PageRank
PageRank is an algorithm used by Google to measure the importance and quality of a page to help rank it within search results. As a key element to Google’s algorithm, it is important to understand how PageRank is determined and how it is used. We cover this within our SEO Office Hours takeaways below, along with further insights from Google.
To learn more about search engines, read our introductory guide: How Do Search Engines Work?
Google Will Choose a Duplicate Page with the Shortest URL
URL paths doesn’t affect PageRank. However if there are 2 pages which are a duplicate, they will prefer the shorter URL.
Many to One 302 Redirects Will Be Treated as 404
URLs which are 302 to the home page on any large scale will probably be treated like a 404 and dropped from the index, and pagerank won’t be passed.
Multiple Redirects Doesn’t Lose PageRank
Whilst describing how 301 and 302s are indexed, John seems to suggest that a redirect chain doesn’t pass less PageRank than a single redirect.
HTTPS Migrations Won’t Lose Pagerank
No PageRank is lost when you redirect a domain from HTTP to HTTPS.
PageRank to 404 Pages is Lost
If a site links to an external page which returns a 404, the PageRank will be lost.
If 302s are treated like 301s eventually, will they pass PageRank?
302 redirects will pass PageRank anyway, so yes.
Disallow prevents PageRank from being passed
PageRank can be inherited by a disallowed URL but can’t be passed on.

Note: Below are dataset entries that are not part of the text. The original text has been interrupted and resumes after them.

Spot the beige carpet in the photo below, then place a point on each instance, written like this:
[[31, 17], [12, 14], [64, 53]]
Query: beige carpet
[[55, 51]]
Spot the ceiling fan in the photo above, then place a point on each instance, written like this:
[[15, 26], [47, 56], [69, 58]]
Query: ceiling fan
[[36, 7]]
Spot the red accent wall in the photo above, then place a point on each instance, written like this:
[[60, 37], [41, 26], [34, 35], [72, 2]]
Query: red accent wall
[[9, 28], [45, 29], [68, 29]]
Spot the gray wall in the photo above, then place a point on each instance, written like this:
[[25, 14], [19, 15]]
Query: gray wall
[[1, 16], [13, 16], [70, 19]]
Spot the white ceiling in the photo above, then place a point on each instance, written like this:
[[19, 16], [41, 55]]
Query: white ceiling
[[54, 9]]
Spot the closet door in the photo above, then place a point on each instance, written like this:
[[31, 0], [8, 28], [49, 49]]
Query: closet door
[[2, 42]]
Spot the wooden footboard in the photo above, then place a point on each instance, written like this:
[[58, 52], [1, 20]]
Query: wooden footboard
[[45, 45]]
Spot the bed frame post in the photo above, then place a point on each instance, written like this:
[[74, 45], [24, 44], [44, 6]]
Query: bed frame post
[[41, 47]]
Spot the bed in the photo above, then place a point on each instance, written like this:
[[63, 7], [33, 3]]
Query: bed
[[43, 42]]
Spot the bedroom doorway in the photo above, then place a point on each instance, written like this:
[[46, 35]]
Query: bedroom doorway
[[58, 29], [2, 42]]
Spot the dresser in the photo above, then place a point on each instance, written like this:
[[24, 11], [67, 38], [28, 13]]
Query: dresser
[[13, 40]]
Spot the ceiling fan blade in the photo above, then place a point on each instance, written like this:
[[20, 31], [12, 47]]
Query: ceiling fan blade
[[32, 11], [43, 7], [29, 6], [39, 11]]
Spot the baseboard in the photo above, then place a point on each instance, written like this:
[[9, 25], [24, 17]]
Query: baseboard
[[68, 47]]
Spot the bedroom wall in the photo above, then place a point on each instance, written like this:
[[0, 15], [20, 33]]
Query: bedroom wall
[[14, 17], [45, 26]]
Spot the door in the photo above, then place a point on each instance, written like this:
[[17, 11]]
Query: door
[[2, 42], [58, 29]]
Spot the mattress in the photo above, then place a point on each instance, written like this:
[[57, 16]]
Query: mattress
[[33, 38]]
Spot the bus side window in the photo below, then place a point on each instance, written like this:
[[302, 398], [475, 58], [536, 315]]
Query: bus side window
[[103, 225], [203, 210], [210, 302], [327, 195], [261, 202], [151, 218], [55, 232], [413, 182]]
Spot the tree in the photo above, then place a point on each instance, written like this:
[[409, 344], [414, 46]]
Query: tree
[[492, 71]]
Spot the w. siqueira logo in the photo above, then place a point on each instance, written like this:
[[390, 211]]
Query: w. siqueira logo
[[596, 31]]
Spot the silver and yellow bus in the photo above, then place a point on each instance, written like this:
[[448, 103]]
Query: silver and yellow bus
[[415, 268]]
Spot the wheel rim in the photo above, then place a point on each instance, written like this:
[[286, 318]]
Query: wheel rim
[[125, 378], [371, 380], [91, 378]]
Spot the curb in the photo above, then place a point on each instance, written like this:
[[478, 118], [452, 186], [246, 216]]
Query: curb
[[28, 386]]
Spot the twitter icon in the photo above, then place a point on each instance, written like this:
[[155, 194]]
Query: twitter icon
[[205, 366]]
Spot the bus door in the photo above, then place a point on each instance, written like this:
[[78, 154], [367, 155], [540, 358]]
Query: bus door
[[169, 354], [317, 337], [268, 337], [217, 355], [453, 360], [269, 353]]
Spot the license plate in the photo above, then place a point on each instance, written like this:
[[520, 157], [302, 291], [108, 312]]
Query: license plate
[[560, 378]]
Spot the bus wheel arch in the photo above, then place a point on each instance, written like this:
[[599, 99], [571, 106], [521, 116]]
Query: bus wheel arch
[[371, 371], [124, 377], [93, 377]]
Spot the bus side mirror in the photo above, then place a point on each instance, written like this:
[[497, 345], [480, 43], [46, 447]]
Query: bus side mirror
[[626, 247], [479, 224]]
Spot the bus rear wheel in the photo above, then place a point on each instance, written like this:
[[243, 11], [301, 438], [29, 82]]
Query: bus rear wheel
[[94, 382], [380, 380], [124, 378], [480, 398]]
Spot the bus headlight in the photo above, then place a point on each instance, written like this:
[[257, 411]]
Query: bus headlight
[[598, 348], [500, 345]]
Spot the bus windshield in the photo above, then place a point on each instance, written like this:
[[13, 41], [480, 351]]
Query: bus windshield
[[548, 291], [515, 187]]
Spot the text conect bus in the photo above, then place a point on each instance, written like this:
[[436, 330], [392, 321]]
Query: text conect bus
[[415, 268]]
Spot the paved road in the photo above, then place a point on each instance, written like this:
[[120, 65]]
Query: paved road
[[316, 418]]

Unlinked URLs Don’t Count as Links
Unlinked domains and URLs within body text don’t have any ranking benefits. if something isn’t linked, it won’t count towards PageRank.
Noindex Pages Can’t Accumulate PageRank
Noindex pages can’t accumulate pagerank for the site, even though the pages can be crawled. So this isn’t an advantage over disallowing.
Click Depth Will Affect PageRank
The higher the number of clicks from the home page (crawl depth), the lower the pagerank and crawl rate which could affect rankings.